Cour de Cassation, Chambre civile 1, du 14 novembre 1995, 94-04.008, Publié au bulletin

Texte intégral

RÉPUBLIQUE FRANCAISE
AU NOM DU PEUPLE FRANCAIS

Attendu que l'arrêt attaqué, statuant en matière de redressement judiciaire civil, a fixé à 372 734,98 francs en principal la créance de la Société de crédit pour l'acquisition et l'amélioration des immeubles (SCAM), a réduit à 2 % le montant de la clause pénale applicable aux mensualités échues et a aménagé le paiement de la dette, par rééchelonnement d'une partie sur 5 ans, avec réduction du taux d'intérêt à 5 %, et report du solde à l'expiration de ce délai ;

Sur le second moyen, pris en sa première branche :

Attendu que la SCAM reproche à l'arrêt attaqué d'avoir réduit le montant de la clause pénale alors, selon le moyen, que le juge saisi d'une demande de redressement judiciaire civil peut seulement reporter ou rééchelonner le paiement des dettes, de sorte qu'en statuant comme il a fait, l'arrêt a violé l'article 12 de la loi n° 89-1010 du 31 décembre 1989 (art.

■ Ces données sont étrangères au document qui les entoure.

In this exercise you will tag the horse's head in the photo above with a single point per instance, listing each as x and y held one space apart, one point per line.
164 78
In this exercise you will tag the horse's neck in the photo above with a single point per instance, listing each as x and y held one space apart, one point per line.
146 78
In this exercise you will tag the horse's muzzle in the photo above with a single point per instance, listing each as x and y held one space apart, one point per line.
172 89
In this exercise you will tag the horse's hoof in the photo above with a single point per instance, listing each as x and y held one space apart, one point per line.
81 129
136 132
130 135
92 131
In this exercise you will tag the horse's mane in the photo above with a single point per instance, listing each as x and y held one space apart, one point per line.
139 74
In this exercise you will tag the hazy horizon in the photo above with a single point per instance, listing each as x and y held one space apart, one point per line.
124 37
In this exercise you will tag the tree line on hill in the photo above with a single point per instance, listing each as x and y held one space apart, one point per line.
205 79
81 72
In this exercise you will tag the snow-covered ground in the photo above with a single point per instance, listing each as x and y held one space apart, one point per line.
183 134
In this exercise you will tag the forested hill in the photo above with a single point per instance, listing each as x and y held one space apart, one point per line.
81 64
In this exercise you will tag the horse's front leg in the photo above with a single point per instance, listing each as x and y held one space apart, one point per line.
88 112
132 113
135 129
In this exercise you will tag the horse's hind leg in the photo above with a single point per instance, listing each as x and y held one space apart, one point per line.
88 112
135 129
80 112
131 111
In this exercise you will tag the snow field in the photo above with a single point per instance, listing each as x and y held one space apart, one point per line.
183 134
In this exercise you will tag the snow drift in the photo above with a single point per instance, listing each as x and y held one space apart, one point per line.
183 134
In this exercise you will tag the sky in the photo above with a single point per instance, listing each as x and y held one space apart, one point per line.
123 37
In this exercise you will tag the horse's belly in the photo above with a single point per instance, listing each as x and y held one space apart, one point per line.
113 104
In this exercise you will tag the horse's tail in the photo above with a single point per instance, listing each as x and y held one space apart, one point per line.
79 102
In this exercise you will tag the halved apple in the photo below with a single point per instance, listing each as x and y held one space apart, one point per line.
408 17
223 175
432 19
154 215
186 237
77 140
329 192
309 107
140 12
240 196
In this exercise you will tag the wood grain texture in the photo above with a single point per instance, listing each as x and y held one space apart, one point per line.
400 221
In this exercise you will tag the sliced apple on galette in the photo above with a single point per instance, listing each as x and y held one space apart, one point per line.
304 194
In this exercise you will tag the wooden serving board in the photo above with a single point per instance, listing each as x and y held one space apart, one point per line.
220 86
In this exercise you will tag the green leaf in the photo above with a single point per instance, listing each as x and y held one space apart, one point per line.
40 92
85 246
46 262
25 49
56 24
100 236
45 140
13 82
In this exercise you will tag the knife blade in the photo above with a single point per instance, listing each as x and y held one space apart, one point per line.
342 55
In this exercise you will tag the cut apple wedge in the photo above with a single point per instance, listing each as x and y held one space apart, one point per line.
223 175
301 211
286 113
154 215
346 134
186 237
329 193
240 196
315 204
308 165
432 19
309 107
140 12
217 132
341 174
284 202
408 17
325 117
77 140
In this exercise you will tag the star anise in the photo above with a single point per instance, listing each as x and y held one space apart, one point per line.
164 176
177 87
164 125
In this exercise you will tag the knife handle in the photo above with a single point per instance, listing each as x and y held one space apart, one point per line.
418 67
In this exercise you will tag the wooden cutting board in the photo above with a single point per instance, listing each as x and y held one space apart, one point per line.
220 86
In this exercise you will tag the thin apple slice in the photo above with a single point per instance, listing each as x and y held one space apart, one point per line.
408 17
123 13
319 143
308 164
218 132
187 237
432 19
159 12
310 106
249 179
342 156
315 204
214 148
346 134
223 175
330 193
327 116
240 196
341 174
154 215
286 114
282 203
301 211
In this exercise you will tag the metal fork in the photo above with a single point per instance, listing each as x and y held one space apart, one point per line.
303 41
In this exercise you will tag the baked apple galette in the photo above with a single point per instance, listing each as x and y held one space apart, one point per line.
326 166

L. 332-5 du Code de la consommation) ;

Mais attendu que le juge saisi d'une demande de redressement judiciaire civil peut, lorsqu'il s'assure, en application de l'article L. 332-2, alinéa 2, du Code de la consommation, dans sa rédaction applicable en la cause, du caractère certain, liquide et exigible des créances, préalablement à l'aménagement des dettes, user du pouvoir de modération prévu à l'article 1152 du Code civil ; d'où il suit que le grief n'est pas fondé ;

Mais sur la seconde branche de ce moyen :

Vu l'article 1152 du Code civil ;

Attendu que pour réduire le montant de la clause pénale, l'arrêt attaqué retient que le premier juge a réduit le taux d'intérêt compte tenu de la capacité de remboursement des débiteurs par rapport à leur surendettement, que, pour les mêmes raisons, il convient de considérer que la clause pénale est excessive ;

Qu'en s'abstenant de rechercher en quoi, compte tenu de son but, la pénalité contractuelle était manifestement excessive, la cour d'appel a privé sa décision de base légale au regard du texte susvisé ;

Et sur le premier moyen :

Vu les anciens articles L. 332-2, alinéa 2, du Code de la consommation, dans sa rédaction applicable en la cause et L. 332-5, alinéa 2, du Code de la consommation, qui a été abrogé ;

Attendu, selon le premier de ces textes, que le juge saisi d'une demande de redressement judiciaire civil s'assure du caractère certain, liquide et exigible des créances ; que selon le second, il peut décider que les échéances reportées ou rééchelonnées porteront intérêt à un taux réduit ; que cette disposition exclut la réduction du montant des intérêts échus au jour où le juge statue ;

Attendu qu'en omettant d'ajouter à la créance de la SCAM dont elle a fixé le montant en principal, majoré de la seule clause pénale réduite à 2 %, les intérêts échus au jour où elle a statué, bien qu'aucune disposition légale ne lui permette de les réduire, la cour d'appel a violé les textes susvisés ;

PAR CES MOTIFS :

CASSE ET ANNULE, dans toutes ses dispositions, l'arrêt rendu le 9 novembre 1993, entre les parties, par la cour d'appel de Bourges ; remet, en conséquence, la cause et les parties dans l'état où elles se trouvaient avant ledit arrêt et, pour être fait droit, les renvoie devant la cour d'appel d'Orléans.